Ruth leva les yeux vers eux et son air se renfrogna presque aussitôt.
« Je ne vous ai pas entendu frapper. En quoi puis-je t'aider, Weasley ?
— En arrêtant de tuer des enfants, par exemple, murmura-t-il avec un air de dégoût.
— Je, hésita-t-elle, je ne vois pas de quoi tu parles.
— Oh, laisse-moi te rafraichir la mémoire alors ! s'exclama Ron en avançant vers elle. Tu choisis des gamins, tu les endors avec un sort et les parents affolés les amènent ici pour trouver de l'aide. Grave erreur, car ils se jettent tout droit dans ton piège !
— Non ! Tu es complètement fou… !
— Et là, il ne te manquait plus que l'aide d'un complice, un autre médecin ou une infirmière, pour que ton petit tour de magie fasse effet. Je ne sais pas comment tu as réussi à les convaincre, ce que tu as pu leur promettre, mais quand ils commençaient à tout remettre en cause, à te menacer de tout dire, ils disparaissaient dans la nature et personne ne s'en souciait.
— C'est vraiment n'importe quoi ! Tu n'as aucune preuve de ce que tu racontes ! tenta-t-elle vivement.
— Bizarrement, le livre que j'ai trouvé dans ton bureau et le fait que Ruth Lawrence n'existait pas jusqu'à il y a dix ans me semblent être des indices assez accablants. »
Ruth se redressa brusquement et brandit sa baguette. Elle tenta de lancer un sort, mais elle fut aussitôt désarmée par les Aurors. Elle eut un rire crispé et un sourire mauvais. Elle s'approcha en balançant ostensiblement ses hanches et les nargua presque. Elle semblait se moquer d'eux, arguant la jeunesse et la forme qu'elle avait volées à d'innocents gamins.
Ron pointa sa baguette droit sur son front. Elle ne bougea pas et laissa le morceau de bois être en contact avec sa peau. Elle le défia du regard et Ron sentit une vague de rage monter en lui. Sa main tremblait légèrement et il n'arrivait plus à penser. Il voyait les images de ces enfants danser dans sa tête. Tout devenait flou autour de lui. Il avait cru cette femme, il lui avait accordé son entière confiance quand elle ne faisait que se jouer de lui. Si seulement, il avait vu avant ! Si seulement il avait compris ce qu'il se passait ici.
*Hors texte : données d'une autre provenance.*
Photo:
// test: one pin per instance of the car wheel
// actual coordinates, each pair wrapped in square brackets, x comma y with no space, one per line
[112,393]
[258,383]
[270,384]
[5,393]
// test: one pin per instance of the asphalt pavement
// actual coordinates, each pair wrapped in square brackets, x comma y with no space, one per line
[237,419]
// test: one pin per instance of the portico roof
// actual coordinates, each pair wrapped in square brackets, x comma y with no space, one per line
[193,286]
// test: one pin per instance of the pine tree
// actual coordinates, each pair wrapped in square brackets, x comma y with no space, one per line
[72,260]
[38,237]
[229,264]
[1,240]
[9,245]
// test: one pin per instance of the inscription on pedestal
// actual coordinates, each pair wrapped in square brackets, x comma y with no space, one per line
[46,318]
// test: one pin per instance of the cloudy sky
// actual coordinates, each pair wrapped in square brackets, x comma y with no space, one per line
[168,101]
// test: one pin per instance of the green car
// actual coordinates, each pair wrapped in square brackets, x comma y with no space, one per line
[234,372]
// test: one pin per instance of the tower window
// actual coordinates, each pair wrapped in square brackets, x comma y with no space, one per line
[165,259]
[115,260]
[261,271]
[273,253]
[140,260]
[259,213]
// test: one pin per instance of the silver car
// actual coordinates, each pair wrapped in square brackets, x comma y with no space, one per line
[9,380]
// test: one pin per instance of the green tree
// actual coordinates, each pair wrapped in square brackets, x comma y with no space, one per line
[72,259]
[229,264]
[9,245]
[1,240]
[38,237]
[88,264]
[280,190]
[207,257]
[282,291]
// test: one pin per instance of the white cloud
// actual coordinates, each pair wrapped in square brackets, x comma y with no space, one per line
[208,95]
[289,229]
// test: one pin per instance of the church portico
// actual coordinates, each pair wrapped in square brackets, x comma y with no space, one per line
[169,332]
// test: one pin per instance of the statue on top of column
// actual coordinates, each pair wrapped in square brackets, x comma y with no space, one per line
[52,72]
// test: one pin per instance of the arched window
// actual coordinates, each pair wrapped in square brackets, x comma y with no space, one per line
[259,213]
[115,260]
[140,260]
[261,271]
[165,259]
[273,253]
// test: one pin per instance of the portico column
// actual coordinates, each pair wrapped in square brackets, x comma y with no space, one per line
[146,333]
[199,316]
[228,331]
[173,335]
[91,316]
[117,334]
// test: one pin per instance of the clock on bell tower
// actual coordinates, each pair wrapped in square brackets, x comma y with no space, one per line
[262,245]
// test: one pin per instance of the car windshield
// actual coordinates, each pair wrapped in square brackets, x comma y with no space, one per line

Sa main glissa sur sa prise et il sentit une goutte de sueur couler contre son front. Il entendait vaguement Harry qui l'appelait et qui lui demandait ce qu'il était en train de faire, mais lui-même ne savait pas. Des images se succédaient sans arrêt dans sa tête, le sourire d'Emily, les yeux de Rose. Il sourit presque malgré lui, ils iraient bien, toujours et Albus aussi. Il aurait pu la tuer là, tout de suite, mettre un point final à tout ça, mais il ne fit rien. Lentement, il lâcha sa prise sur sa baguette et baissa le bras. Il recula quand elle planta ses yeux dans les siens et balbutia :
« L'immortalité, imagine ! On a le pouvoir entre nos mains. C'est la magie qui…
— Non ! Ce n'est pas la magie qui est responsable d'un tel carnage, c'est trop facile. Ce n'est pas la magie, mais ce que les hommes en font. »
Harry le retint par l'épaule, à mesure qu'il voyait son ami contracter ses doigts autour de sa baguette, et procéda à l'arrestation du docteur Lawrence. Il fallut l'arrêt total du traitement administré par la médicomage pour qu'Albus se réveille enfin, et raconte comment une femme était apparue dans sa chambre et lui avait lancé un sort.
C'était finalement terminé et s'il y avait bien une chose dont Ron était persuadé, c'était qu'on ne l'y reprendrait plus. Il avait déjà trop donné.